In dit hoofdstuk staat de luchttemperatuur centraal, d.w.z. de temperatuur van de lucht zoals die op 1,2 m boven het grondoppervlak wordt waargenomen. De luchttemperatuur is van invloed op veel aspecten van het menselijk leven, van de kleding die we dragen tot de brandstofkosten die we betalen. De luchttemperatuur en de luchttemperatuurcycli zijn ook bepalend voor de selectie van planten en dieren die het biologische landschap van een regio vormen. En de luchttemperatuur is, samen met de neerslag, een belangrijke bepalende factor voor het klimaat, waarop wij in hoofdstuk 7 dieper zullen ingaan.
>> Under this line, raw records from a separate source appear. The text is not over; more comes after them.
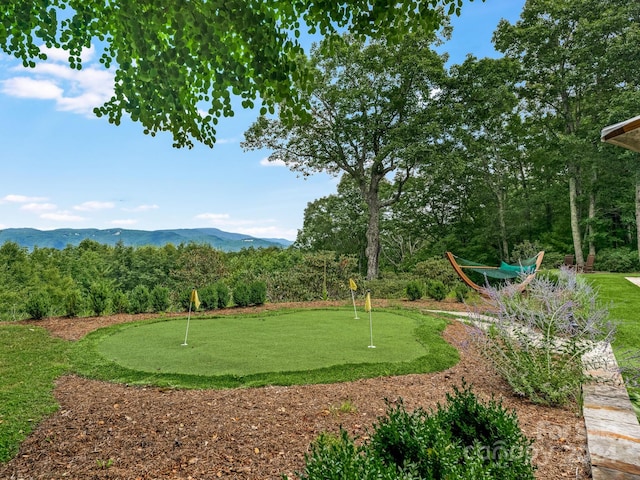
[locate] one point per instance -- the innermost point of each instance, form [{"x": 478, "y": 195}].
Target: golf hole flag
[
  {"x": 194, "y": 298},
  {"x": 367, "y": 308}
]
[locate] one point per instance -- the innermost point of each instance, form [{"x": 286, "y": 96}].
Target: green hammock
[{"x": 525, "y": 269}]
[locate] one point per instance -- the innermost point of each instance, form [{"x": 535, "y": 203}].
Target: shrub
[
  {"x": 437, "y": 269},
  {"x": 223, "y": 294},
  {"x": 414, "y": 290},
  {"x": 38, "y": 305},
  {"x": 159, "y": 299},
  {"x": 184, "y": 299},
  {"x": 120, "y": 302},
  {"x": 464, "y": 439},
  {"x": 257, "y": 293},
  {"x": 73, "y": 303},
  {"x": 436, "y": 290},
  {"x": 99, "y": 298},
  {"x": 139, "y": 299},
  {"x": 462, "y": 292},
  {"x": 208, "y": 297},
  {"x": 538, "y": 340},
  {"x": 241, "y": 294}
]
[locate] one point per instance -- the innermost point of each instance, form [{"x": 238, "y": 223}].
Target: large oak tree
[
  {"x": 370, "y": 118},
  {"x": 578, "y": 58}
]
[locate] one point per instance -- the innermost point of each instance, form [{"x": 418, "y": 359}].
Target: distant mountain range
[{"x": 60, "y": 238}]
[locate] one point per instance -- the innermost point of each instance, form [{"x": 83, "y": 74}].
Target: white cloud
[
  {"x": 141, "y": 208},
  {"x": 25, "y": 87},
  {"x": 62, "y": 217},
  {"x": 38, "y": 207},
  {"x": 93, "y": 205},
  {"x": 265, "y": 162},
  {"x": 255, "y": 228},
  {"x": 61, "y": 55},
  {"x": 216, "y": 217},
  {"x": 77, "y": 91},
  {"x": 124, "y": 222},
  {"x": 12, "y": 198}
]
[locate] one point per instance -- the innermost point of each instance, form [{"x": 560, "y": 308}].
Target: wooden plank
[{"x": 603, "y": 473}]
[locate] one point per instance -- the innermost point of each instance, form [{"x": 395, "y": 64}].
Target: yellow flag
[
  {"x": 194, "y": 298},
  {"x": 367, "y": 303}
]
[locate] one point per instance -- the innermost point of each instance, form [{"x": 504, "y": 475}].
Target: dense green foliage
[
  {"x": 173, "y": 60},
  {"x": 464, "y": 439},
  {"x": 96, "y": 279},
  {"x": 508, "y": 150}
]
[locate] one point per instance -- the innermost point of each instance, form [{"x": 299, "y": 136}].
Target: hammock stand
[{"x": 526, "y": 270}]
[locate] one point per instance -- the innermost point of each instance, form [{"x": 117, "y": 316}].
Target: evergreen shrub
[
  {"x": 38, "y": 305},
  {"x": 159, "y": 299},
  {"x": 437, "y": 290},
  {"x": 462, "y": 292},
  {"x": 73, "y": 303},
  {"x": 437, "y": 268},
  {"x": 99, "y": 296},
  {"x": 257, "y": 293},
  {"x": 414, "y": 290},
  {"x": 120, "y": 302},
  {"x": 139, "y": 299},
  {"x": 208, "y": 297},
  {"x": 223, "y": 294},
  {"x": 464, "y": 439},
  {"x": 241, "y": 294}
]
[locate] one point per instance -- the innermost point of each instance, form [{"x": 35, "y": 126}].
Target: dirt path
[{"x": 111, "y": 431}]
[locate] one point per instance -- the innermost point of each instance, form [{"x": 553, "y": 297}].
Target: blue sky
[{"x": 63, "y": 168}]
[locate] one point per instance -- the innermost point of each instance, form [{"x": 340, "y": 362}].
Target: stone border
[{"x": 613, "y": 430}]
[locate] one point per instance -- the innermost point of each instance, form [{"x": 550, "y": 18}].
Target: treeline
[
  {"x": 94, "y": 279},
  {"x": 97, "y": 279}
]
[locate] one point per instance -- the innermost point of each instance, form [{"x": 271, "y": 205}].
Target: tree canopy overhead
[{"x": 177, "y": 64}]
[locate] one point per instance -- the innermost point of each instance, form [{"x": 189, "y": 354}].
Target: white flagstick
[
  {"x": 367, "y": 307},
  {"x": 353, "y": 297},
  {"x": 188, "y": 318},
  {"x": 371, "y": 345}
]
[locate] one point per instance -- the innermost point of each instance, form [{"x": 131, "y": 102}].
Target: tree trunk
[
  {"x": 592, "y": 217},
  {"x": 638, "y": 213},
  {"x": 575, "y": 221},
  {"x": 503, "y": 227},
  {"x": 373, "y": 239}
]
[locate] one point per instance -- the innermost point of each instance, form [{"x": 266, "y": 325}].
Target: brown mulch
[{"x": 112, "y": 431}]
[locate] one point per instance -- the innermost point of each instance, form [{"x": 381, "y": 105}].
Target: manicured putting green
[{"x": 293, "y": 341}]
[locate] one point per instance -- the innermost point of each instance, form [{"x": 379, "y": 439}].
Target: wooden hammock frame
[{"x": 518, "y": 287}]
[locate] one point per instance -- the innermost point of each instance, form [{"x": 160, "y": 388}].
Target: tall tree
[
  {"x": 369, "y": 120},
  {"x": 487, "y": 127},
  {"x": 174, "y": 60},
  {"x": 577, "y": 55}
]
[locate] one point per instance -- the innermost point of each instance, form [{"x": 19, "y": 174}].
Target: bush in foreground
[
  {"x": 464, "y": 439},
  {"x": 538, "y": 340}
]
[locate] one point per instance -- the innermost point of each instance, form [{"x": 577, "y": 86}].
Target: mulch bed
[{"x": 113, "y": 431}]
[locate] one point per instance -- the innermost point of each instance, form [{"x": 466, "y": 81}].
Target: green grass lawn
[
  {"x": 303, "y": 340},
  {"x": 30, "y": 361},
  {"x": 295, "y": 347},
  {"x": 284, "y": 348},
  {"x": 624, "y": 299}
]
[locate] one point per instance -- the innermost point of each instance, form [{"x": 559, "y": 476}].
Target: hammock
[{"x": 525, "y": 270}]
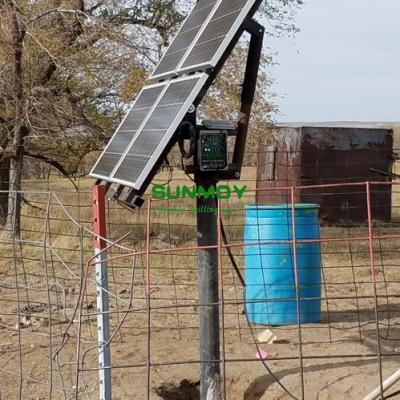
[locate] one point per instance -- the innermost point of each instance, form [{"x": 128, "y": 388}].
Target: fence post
[{"x": 103, "y": 323}]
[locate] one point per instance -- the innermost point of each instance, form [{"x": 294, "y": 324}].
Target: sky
[{"x": 343, "y": 65}]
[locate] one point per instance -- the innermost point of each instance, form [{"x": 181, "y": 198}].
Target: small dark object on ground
[{"x": 185, "y": 390}]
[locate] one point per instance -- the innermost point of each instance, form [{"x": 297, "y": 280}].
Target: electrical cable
[{"x": 390, "y": 396}]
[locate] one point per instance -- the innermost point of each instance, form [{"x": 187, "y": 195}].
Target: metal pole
[
  {"x": 207, "y": 264},
  {"x": 103, "y": 323}
]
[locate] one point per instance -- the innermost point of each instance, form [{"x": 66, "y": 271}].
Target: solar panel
[
  {"x": 204, "y": 37},
  {"x": 155, "y": 134},
  {"x": 184, "y": 39},
  {"x": 217, "y": 35},
  {"x": 140, "y": 142},
  {"x": 127, "y": 130}
]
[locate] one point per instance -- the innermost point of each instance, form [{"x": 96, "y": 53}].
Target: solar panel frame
[
  {"x": 157, "y": 153},
  {"x": 117, "y": 131},
  {"x": 211, "y": 63},
  {"x": 174, "y": 72}
]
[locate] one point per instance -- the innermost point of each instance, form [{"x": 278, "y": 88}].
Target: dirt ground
[{"x": 339, "y": 354}]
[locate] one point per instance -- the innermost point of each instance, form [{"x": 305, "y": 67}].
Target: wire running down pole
[
  {"x": 102, "y": 300},
  {"x": 207, "y": 264}
]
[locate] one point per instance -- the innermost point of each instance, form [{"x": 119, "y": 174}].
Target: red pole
[{"x": 103, "y": 320}]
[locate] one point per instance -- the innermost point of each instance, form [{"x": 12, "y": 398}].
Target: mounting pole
[
  {"x": 103, "y": 323},
  {"x": 207, "y": 265}
]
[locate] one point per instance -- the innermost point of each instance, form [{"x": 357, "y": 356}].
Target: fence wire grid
[{"x": 48, "y": 338}]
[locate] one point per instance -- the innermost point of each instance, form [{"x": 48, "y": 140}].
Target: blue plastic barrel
[{"x": 270, "y": 273}]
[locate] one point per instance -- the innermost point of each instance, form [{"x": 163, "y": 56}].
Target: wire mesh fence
[{"x": 48, "y": 312}]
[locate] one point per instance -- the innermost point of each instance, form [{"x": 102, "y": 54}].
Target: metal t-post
[
  {"x": 207, "y": 264},
  {"x": 103, "y": 323}
]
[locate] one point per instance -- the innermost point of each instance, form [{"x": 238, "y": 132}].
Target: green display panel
[{"x": 213, "y": 150}]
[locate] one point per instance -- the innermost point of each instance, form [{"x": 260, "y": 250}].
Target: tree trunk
[
  {"x": 20, "y": 131},
  {"x": 4, "y": 187}
]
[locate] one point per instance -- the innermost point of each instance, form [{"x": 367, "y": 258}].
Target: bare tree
[{"x": 68, "y": 69}]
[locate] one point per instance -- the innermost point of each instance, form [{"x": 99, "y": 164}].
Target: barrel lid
[{"x": 282, "y": 206}]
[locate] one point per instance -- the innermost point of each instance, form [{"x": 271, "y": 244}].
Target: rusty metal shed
[{"x": 317, "y": 155}]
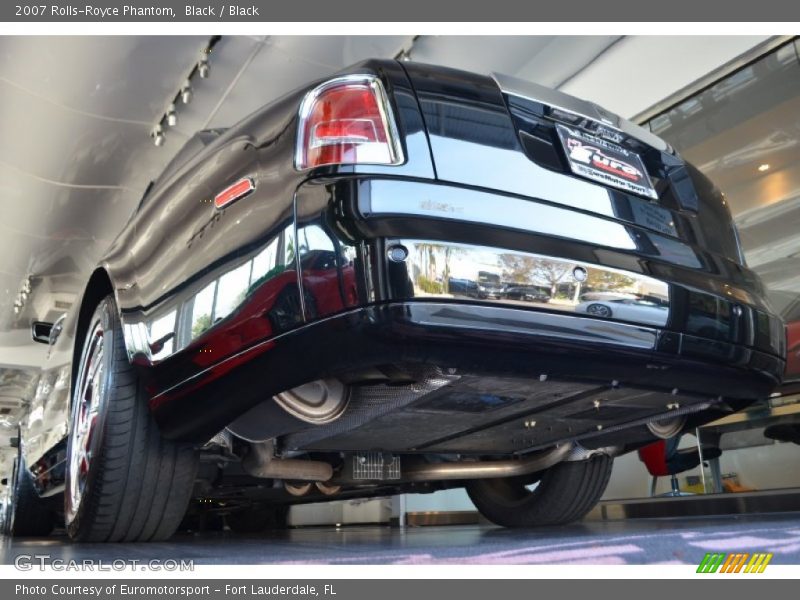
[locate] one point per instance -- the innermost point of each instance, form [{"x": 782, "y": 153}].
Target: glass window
[{"x": 743, "y": 132}]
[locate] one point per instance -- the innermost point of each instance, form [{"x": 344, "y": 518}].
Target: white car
[{"x": 627, "y": 309}]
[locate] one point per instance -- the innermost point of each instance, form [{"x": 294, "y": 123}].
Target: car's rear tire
[
  {"x": 257, "y": 518},
  {"x": 28, "y": 514},
  {"x": 124, "y": 481},
  {"x": 564, "y": 493}
]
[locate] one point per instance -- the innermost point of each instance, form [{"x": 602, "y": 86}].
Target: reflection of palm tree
[{"x": 429, "y": 251}]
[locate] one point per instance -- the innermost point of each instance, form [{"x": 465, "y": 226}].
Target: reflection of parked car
[
  {"x": 259, "y": 310},
  {"x": 489, "y": 285},
  {"x": 626, "y": 309},
  {"x": 529, "y": 293},
  {"x": 462, "y": 287}
]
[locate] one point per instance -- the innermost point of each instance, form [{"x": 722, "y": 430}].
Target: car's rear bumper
[{"x": 616, "y": 358}]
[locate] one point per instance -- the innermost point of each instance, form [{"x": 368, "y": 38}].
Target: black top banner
[{"x": 401, "y": 10}]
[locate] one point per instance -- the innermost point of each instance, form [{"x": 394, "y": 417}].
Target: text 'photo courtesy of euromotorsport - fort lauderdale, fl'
[
  {"x": 323, "y": 315},
  {"x": 169, "y": 590}
]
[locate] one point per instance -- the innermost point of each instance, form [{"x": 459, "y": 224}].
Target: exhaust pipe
[
  {"x": 488, "y": 469},
  {"x": 261, "y": 462}
]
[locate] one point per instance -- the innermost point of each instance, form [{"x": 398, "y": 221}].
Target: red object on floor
[{"x": 654, "y": 457}]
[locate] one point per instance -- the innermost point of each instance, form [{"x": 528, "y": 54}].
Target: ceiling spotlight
[
  {"x": 186, "y": 94},
  {"x": 203, "y": 69},
  {"x": 172, "y": 116},
  {"x": 158, "y": 136}
]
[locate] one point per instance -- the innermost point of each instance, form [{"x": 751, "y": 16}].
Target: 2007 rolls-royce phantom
[{"x": 312, "y": 304}]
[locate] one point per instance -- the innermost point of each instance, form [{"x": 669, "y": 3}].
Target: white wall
[{"x": 640, "y": 71}]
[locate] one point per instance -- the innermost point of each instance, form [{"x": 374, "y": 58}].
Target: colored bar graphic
[{"x": 734, "y": 562}]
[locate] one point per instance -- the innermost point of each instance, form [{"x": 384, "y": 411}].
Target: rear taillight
[{"x": 347, "y": 120}]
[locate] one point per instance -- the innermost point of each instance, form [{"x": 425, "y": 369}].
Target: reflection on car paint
[{"x": 446, "y": 270}]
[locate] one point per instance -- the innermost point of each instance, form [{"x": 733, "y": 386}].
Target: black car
[{"x": 273, "y": 326}]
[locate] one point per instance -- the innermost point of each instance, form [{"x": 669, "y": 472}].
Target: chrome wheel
[{"x": 89, "y": 391}]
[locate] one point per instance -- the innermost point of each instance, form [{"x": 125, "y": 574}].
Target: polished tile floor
[{"x": 642, "y": 541}]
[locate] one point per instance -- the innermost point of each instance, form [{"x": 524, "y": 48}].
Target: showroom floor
[{"x": 641, "y": 541}]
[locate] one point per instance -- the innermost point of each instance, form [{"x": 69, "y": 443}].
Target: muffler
[
  {"x": 538, "y": 461},
  {"x": 261, "y": 462}
]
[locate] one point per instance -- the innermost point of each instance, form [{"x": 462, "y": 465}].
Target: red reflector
[
  {"x": 347, "y": 121},
  {"x": 240, "y": 189}
]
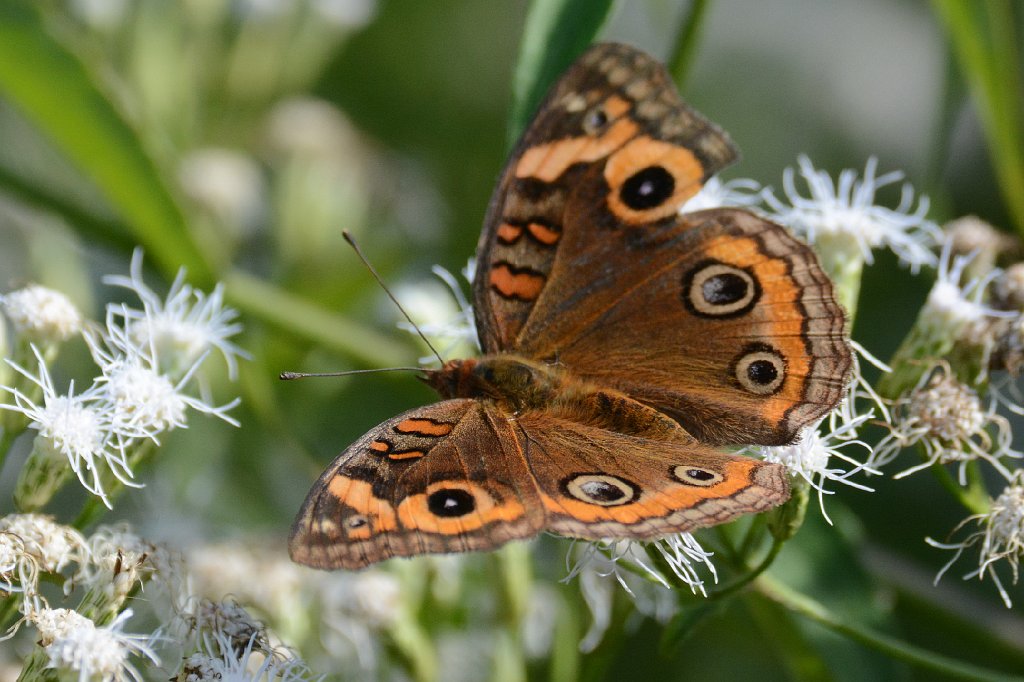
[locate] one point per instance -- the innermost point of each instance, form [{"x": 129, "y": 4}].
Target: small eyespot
[
  {"x": 647, "y": 188},
  {"x": 691, "y": 475},
  {"x": 600, "y": 489},
  {"x": 761, "y": 370},
  {"x": 451, "y": 502},
  {"x": 713, "y": 289},
  {"x": 594, "y": 121}
]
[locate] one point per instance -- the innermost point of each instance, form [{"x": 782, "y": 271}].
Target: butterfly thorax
[{"x": 520, "y": 383}]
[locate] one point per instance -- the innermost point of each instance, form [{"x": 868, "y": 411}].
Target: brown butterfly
[{"x": 622, "y": 341}]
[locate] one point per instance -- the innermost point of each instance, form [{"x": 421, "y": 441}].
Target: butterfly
[{"x": 623, "y": 343}]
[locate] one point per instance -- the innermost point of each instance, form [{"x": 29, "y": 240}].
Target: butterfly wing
[
  {"x": 614, "y": 110},
  {"x": 733, "y": 330},
  {"x": 448, "y": 477},
  {"x": 597, "y": 482},
  {"x": 720, "y": 318}
]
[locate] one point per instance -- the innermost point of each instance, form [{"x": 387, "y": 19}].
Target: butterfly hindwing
[
  {"x": 446, "y": 477},
  {"x": 725, "y": 322},
  {"x": 599, "y": 482}
]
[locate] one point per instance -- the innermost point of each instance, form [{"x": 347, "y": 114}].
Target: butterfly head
[{"x": 508, "y": 378}]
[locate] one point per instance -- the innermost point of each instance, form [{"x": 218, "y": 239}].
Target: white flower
[
  {"x": 715, "y": 194},
  {"x": 955, "y": 309},
  {"x": 442, "y": 313},
  {"x": 221, "y": 663},
  {"x": 41, "y": 313},
  {"x": 811, "y": 456},
  {"x": 847, "y": 209},
  {"x": 80, "y": 428},
  {"x": 1000, "y": 535},
  {"x": 231, "y": 626},
  {"x": 18, "y": 569},
  {"x": 226, "y": 183},
  {"x": 859, "y": 390},
  {"x": 121, "y": 560},
  {"x": 73, "y": 642},
  {"x": 51, "y": 546},
  {"x": 949, "y": 422},
  {"x": 629, "y": 563},
  {"x": 180, "y": 330},
  {"x": 354, "y": 609},
  {"x": 144, "y": 399}
]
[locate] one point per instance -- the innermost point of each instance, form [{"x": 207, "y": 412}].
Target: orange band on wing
[
  {"x": 423, "y": 427},
  {"x": 511, "y": 282},
  {"x": 548, "y": 162}
]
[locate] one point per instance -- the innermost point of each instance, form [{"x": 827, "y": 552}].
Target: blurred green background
[{"x": 240, "y": 138}]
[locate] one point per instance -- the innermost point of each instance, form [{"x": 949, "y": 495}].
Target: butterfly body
[{"x": 623, "y": 343}]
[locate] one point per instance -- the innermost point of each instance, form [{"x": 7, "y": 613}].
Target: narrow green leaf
[
  {"x": 55, "y": 90},
  {"x": 681, "y": 58},
  {"x": 257, "y": 298},
  {"x": 985, "y": 39},
  {"x": 556, "y": 32}
]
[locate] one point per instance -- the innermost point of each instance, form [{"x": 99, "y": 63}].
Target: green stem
[
  {"x": 301, "y": 317},
  {"x": 890, "y": 646},
  {"x": 973, "y": 499},
  {"x": 754, "y": 573},
  {"x": 983, "y": 37},
  {"x": 681, "y": 57}
]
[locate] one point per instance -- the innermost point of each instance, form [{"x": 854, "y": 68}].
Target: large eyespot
[
  {"x": 761, "y": 370},
  {"x": 600, "y": 489},
  {"x": 647, "y": 188},
  {"x": 713, "y": 289},
  {"x": 693, "y": 475},
  {"x": 451, "y": 502}
]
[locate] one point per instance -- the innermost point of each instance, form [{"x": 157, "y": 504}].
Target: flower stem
[
  {"x": 974, "y": 499},
  {"x": 890, "y": 646},
  {"x": 754, "y": 573}
]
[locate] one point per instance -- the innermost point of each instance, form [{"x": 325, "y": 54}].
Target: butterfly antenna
[
  {"x": 358, "y": 252},
  {"x": 288, "y": 376}
]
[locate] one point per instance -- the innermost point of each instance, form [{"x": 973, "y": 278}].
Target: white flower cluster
[{"x": 147, "y": 361}]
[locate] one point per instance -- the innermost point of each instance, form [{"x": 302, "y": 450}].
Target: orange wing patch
[
  {"x": 643, "y": 153},
  {"x": 548, "y": 162},
  {"x": 423, "y": 427},
  {"x": 518, "y": 283}
]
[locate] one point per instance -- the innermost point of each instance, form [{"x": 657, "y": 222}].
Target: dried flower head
[
  {"x": 42, "y": 314},
  {"x": 79, "y": 431},
  {"x": 53, "y": 547},
  {"x": 947, "y": 419},
  {"x": 1008, "y": 289},
  {"x": 1000, "y": 534}
]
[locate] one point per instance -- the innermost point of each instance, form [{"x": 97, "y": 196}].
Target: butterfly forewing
[{"x": 614, "y": 112}]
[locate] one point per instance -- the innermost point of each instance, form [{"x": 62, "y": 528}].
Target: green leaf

Vijf belangrijke factoren beïnvloeden de luchttemperatuur:

  1. Breedtegraad. De dagelijkse en jaarlijkse cycli van de insolatie variëren systematisch met de breedtegraad, waardoor ook de luchttemperatuur en de luchttemperatuurcycli variëren. De jaarlijkse insolatie neemt af naar de polen toe, zodat er minder energie beschikbaar is om de lucht te verwarmen. Maar omdat de seizoensgebonden insolatiecyclus sterker wordt naarmate de breedtegraad toeneemt, vertonen hoge breedtegraden een veel grotere variatie in luchttemperaturen door het jaar heen.
  2. Type oppervlak. De luchttemperaturen in steden zijn over het algemeen hoger dan op het platteland. Stedelijke oppervlaktematerialen – asfalt, dakspanen, steen, baksteen – houden weinig water vast in vergelijking met de vochtige grondoppervlakken van het platteland en bossen, zodat er weinig afkoeling door verdamping is. Stedelijke materialen zijn ook donkerder en absorberen een groter deel van de energie van de zon dan met vegetatie bedekte oppervlakken. Hetzelfde geldt voor gebieden met dorre of rotsachtige grondoppervlakken, zoals die van woestijnen.
  3. Kust- of binnenlandligging. Locaties in de buurt van de oceaan ervaren een kleiner bereik van luchttemperaturen dan locaties in continentale binnenlanden. Omdat water langzamer opwarmt en afkoelt dan land, zijn luchttemperaturen boven water minder extreem dan temperaturen boven land. Wanneer lucht van water naar land stroomt, zal een kustplaats de invloed van het aangrenzende water voelen.
  4. Hoogteligging. De temperatuur daalt met de hoogte. Op grote hoogte is er minder atmosfeer boven het oppervlak, en broeikasgassen vormen een minder effectieve isolerende deken. Meer oppervlaktewarmte gaat verloren naar de ruimte. Op hoge toppen hoopt de sneeuw zich op en blijft langer liggen. Het verminderde broeikaseffect leidt ook tot grotere dagelijkse temperatuurschommelingen.
  5. Atmosferische en oceanische circulaties. Plaatselijke temperaturen kunnen snel stijgen of dalen wanneer lucht van de ene regio naar de andere wordt gebracht. Temperaturen van kustgebieden kunnen worden beïnvloed door warme of koude kuststromingen. (Wij zullen deze factor in hoofdstuk 5 nader onderzoeken.)

SURFACE TEMPERATURE

Temperatuur is een bekend begrip. Het is een maat voor de kinetische energie van de atomen in een stof, ongeacht of deze een gas, een vloeistof of een vaste stof is. Wanneer een stof een stroom stralingsenergie ontvangt, zoals zonlicht, stijgt de temperatuur. Evenzo, als een stof energie verliest, daalt zijn temperatuur. Deze energiestroom beweegt zich in en uit een vaste of vloeibare stof aan het oppervlak – bijvoorbeeld de zeer dunne grondlaag die kortgolvige zonnestraling absorbeert en langgolvige straling naar de ruimte uitstraalt.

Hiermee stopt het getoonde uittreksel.